The Federal Circuit Court of Appeals has issued a non-precedential order declining Myriad Genetics’ invitation to revisit whether the plaintiff has standing, that is, a redressable legal interest in maintaining the lawsuit, and will thus consider, on remand from the U.S. Supreme Court, whether isolated DNA claims and method claims are patent-eligible under Mayo Collaborative Services v. Prometheus Laboratories, Inc., 132 S. Ct. 1289 (2012). Ass’n for Molecular Pathology v. USPTO, No. 2010-1406 (Fed. Cir., order entered June 11, 2012). The briefing deadline was June 15, and oral argument on the merits has been scheduled for July 20.
Myriad Genetics argues in its supplemental brief that Mayo “has no effect on the Court’s prior judgment that these claims are patent-eligible.” Specifically, Myriad contends that Mayo, because it addressed method patent claims, does not apply to its isolated DNA claims, which are composition claims that are the product of human invention. As to the method claims in its patents, Myriad urges the court to find that its earlier decision is final and undisturbed by the U.S. Supreme Court’s ruling because the petition for certiorari to the Court did not seek review of the Federal Circuit’s ruling on this issue.

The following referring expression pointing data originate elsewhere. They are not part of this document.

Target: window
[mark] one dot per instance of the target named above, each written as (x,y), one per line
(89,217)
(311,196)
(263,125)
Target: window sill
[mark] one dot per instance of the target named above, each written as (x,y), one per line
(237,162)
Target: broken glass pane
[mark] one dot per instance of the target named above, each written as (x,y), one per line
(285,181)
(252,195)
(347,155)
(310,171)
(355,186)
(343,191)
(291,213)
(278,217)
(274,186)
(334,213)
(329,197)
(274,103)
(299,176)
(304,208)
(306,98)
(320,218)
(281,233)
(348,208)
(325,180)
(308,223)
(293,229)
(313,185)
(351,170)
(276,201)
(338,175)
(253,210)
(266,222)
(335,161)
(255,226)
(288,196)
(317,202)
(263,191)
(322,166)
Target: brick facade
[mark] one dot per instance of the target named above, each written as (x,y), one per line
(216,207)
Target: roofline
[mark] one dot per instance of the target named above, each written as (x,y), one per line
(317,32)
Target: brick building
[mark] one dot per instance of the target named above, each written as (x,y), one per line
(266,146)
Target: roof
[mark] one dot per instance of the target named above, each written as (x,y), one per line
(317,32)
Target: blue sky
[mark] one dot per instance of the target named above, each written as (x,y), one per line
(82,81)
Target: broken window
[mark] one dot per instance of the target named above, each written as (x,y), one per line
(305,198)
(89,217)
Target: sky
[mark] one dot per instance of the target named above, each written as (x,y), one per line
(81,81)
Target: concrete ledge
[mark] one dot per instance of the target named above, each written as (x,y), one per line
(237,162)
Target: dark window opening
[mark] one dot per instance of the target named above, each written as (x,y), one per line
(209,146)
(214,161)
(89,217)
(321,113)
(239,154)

The American Civil Liberties Union (ACLU) states in its brief on behalf of the plaintiffs-appellees that “Mayo gave new vigor to three principles for determining whether a law/product of nature has been ‘transformed’ into something patentable. First, courts must examine whether the patent claims preempt what is unpatentable—such as laws and products of nature—a question that was unaddressed by the original majority or concurring opinions. Second, the Court makes clear that what is patented must be based on an ‘inventive concept’ or ‘add enough’ to the natural phenomena, or as it has said in other cases, have ‘markedly different characteristics from any found in nature.’ Under Mayo and previous Supreme Court precedent, trivial chemical transformations cannot meet this test. Third, the Court held that the role of the courts is to decide whether claims fall within the law/product of nature doctrine without regard to industry reliance and the Patent Office’s approval of patents.” The ACLU concludes, “A fair application of these three principles to this case should lead this court to issue a new opinion and judgment affirming the district court as to the isolated DNA claims and [method] claim 20 of the ‘282 patent.”